Para quien leía a Poe -como yo entonces, a los nueve o diez años-, la idea de un rincón de los artistas era un poco más gótica, como se le diría ahora, que esa esquina que yo tenía adelante.



Me enteré después de que en El Rincón de los Artistas cantaron Floreal Ruiz, Héctor Mauré y Roberto Goyeneche. La intuición de que algunos de esos sábados, detrás de esos cortinados que apagaban además el sonido, estarían el Polaco o Alberto Morán provoca una especie de violencia cronológica. La verdad es que no sé quién cantaba en el local en el año 1981 o 1982, y cómo saberlo ahora. Pero los artistas eran los músicos de tango, esos héroes extinguidos.

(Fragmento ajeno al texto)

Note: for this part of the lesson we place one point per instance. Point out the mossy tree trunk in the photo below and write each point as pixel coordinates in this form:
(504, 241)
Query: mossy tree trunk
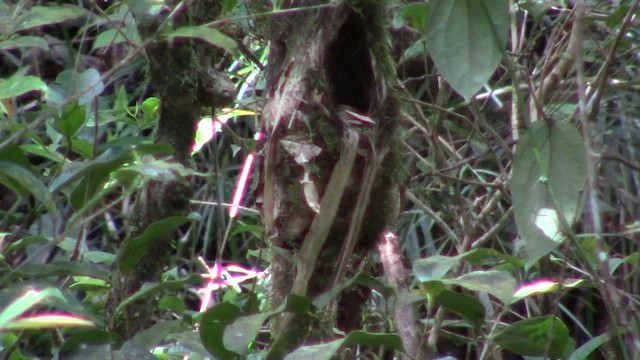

Lo que sí sabemos es la curiosa simultaneidad de las cosas y los seres, una especie de desajuste en la sincronización vivencial: algo que llega tarde resulta temprano para uno, y cuando podría llegar el momento para uno, lo otro ya no existe. Es una de las ventajas de los libros sobre el tiempo (su arma letal contra el tiempo): siempre están ahí, indestructibles, esperándonos. La ciudad, en cambio, no espera nada. Es un tren que pasa y no vuelve más. "¡Ah! La ciudad cambia más rápidamente que el corazón de un mortal", escribió Baudelaire
Pasé varias veces desde entonces frente a la esquina de Jonte y Boyacá, pero ya no miré qué había ahora en esa esquina. ¿Una verdulería? ¿Una farmacia? Pasado el tiempo, El Rincón de los Artistas es tan antiguo e improbable como los paisajes dolorosos que yo leía en Poe y con los que adornaba una vida prestada que me consolaba de la propia.
Dijo alguien que después de haber visto el interior de una casa el exterior nunca parecerá el mismo. Fue una suerte que no entrara nunca en El Rincón de los Artistas, y eso era además imposible, porque yo era muy chico para entrar ahí. Por un lado, podría haber descubierto un mundo que no sospechaba y que apenas puedo entrever ahora; por el otro, sin embargo, habría destruido para siempre una mitología: esa que pueblo ahora con los rostros conocidos de los tangueros.
Después de todo, ¿qué es una mitología sino la imaginación de lo imposible? El Rincón de los Artistas sigue siendo para mí esa pura vidriera infranqueable, fachada detrás de la que ocurrían cosas con la consistencia propia del enigma.

P. G.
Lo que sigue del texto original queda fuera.